Homework Policies:

You are encouraged to discuss problem sets with your fellow students (and with the Course Instructor of course), but you must write your own final answers, in your own words. Solutions prepared ``in committee’’ or by copying someone else’s paper are not acceptable. This violates the Brown standards of plagiarism, and you will not have the benefit of having thought about and worked the problem when you take the examinations.

All answers must be in complete sentences and all graphs must be properly labeled.

For the PDF Version of this assignment: PDF

For the R Markdown Version of this assignment: RMarkdown

This homework will use the following data:

Part 1

  1. The data set hw2a is simulated from a famous example that illustrates how variables in multiple regression can be used to predict the response variable, here Y, jointly even though they do not necessarily predict Y very well individually. There are two predictor variables in the data set, X1 and X2.
  1. Open the data set and begin by looking at all possible two-way scatterplots. Comment on the relationships that you observe.
  2. Next, examine the simple linear regressions of each predictor to explain Y. Comment on whether the predictors seem to relate to Y. What percent of the variability in Y does each predictor explain by itself?
  3. Now use lm() to build a multiple regression model using both predictor variables X1 and X2. Comment on the fit and the statistical significance of each predictor variable. What percent of the variability in Y is explained by the model now that both predictors are included? Give an explanation for what you think is happening with both predictors in the model.
  4. Comment on the change in the estimated coefficients from the simple linear regression models compared to those from the multiple regression model. Are the changes qualitative (direction), quantitative (magnitude) or both?
  5. Run the following code to create a 3d scatterplot. Notice that multiple linear regression is now a plane and not just a line. Why do you think X1 and X2 predict Y so well together when they do not alone?
library(plotly)
hw1a <- read.csv("https://raw.githubusercontent.com/php-1511-2511/php-1511-2511.github.io/master/Data/hw1a.csv")

p <- plot_ly(hw1a, x = ~x1, y = ~x2, z = ~y) %>%
  add_markers() %>%
  layout(scene = list(xaxis = list(title = 'x1'),
                     yaxis = list(title = 'x2'),
                     zaxis = list(title = 'y')))

p

Part 2

The Data

Data set hw1b contains air pollution data from 41 U.S. cities. Our goal is to try to build a multiple regression model to predict SO2 concentration using the other variables.

Variable Name Description
so2 SO2 air concentration in micrograms per cubic meter.
temp Average Annual temperature in degrees F.
empl20 The number of manufacturing companies with 20 or more workers.
pop The population in thousands.
wind The average annual wind speeds in miles per hour.
precipin The average annual precipitation in inches.
precipdays The average number of days with precipitation per year.

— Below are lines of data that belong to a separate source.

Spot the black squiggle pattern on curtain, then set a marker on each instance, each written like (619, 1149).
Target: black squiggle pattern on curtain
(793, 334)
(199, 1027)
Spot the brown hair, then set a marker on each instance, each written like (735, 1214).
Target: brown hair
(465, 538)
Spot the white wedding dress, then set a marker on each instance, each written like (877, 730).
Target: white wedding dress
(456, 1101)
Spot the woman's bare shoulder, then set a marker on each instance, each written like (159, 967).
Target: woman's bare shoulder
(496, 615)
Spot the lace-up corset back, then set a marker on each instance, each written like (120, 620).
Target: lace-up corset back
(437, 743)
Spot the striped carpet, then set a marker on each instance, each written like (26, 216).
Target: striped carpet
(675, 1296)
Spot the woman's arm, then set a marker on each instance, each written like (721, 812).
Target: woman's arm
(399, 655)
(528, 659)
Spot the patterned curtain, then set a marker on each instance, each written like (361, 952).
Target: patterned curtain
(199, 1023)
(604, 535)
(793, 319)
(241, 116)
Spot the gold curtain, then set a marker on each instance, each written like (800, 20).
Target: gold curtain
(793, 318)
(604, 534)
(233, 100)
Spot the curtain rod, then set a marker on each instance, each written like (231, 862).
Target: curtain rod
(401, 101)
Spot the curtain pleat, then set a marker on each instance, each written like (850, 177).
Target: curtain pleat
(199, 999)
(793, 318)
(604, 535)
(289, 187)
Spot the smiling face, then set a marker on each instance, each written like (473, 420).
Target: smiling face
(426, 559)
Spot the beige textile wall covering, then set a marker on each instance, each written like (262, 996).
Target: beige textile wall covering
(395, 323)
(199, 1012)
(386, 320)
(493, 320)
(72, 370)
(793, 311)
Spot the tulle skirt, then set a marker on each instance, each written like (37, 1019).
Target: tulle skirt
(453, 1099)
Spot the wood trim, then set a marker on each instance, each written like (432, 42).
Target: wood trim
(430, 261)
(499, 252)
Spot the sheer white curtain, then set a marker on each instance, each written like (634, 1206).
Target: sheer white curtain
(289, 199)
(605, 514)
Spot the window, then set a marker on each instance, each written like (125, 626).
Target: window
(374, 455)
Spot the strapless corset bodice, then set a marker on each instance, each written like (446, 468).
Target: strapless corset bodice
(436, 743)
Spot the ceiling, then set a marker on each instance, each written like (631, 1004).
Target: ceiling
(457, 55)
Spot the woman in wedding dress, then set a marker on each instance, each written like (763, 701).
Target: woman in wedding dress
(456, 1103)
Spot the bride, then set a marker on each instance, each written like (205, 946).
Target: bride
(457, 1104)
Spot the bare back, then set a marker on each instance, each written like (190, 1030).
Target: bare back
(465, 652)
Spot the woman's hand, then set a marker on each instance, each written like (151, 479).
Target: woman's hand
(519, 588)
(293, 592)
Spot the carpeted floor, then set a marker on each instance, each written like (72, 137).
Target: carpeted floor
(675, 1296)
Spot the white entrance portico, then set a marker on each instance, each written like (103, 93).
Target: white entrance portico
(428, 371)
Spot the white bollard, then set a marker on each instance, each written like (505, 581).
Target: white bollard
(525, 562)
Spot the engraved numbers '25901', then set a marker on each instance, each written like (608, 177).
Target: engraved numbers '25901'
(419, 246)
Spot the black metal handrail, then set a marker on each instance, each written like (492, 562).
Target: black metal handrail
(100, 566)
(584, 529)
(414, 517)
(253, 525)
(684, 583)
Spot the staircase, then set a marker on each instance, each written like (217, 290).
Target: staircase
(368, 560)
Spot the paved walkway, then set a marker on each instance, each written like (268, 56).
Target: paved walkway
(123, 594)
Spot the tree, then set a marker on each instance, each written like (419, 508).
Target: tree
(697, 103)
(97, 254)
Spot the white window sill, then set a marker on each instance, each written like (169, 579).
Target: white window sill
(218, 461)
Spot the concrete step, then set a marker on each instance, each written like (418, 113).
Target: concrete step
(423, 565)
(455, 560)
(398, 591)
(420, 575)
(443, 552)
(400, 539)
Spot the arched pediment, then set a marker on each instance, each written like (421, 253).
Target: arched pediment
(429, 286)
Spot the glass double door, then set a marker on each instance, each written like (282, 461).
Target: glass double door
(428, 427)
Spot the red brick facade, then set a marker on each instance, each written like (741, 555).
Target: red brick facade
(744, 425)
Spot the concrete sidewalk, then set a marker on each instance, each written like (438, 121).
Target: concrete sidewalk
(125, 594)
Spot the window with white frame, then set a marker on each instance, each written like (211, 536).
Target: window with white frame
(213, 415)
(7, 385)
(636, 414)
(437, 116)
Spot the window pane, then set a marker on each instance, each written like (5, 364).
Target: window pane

  1. Load data set HW1b and answer the following questions. Display all useful code and output inline. Do not just display all that R gives you but display parts that show why you chose the model you did.
  1. Begin by examining univariate summaries of the 7 variables. Do any of the points seem to have extreme values? Comment on whether cities with extreme values also have extremes on one or more other variables.
  2. Start your model building by looking at simple linear regressions for each of the 6 predictor variables. Display and Examine relevant plots. Summarize the simple linear regression results using the broom package. Note that you can combine tidy statements:
tidy1 <- tidy(model1)
tidy2 <- tidy(model2)
rbind(tidy1, tidy2)

  1. Build a multiple regression model by sequentially adding variables that you feel are important from the simple linear regressions.
  2. State your final multiple regression model, interpret the parameter estimates and the R2. Comment on any differences in coefficients between the simple linear regression models and the multiple regression model.
  3. Complete the following with the final model you built in part d.
    1. What does the adjusted \(R^2\) tell you about your model fit?
    2. Perform a hypothesis test on the slope estimates for each variable in the model.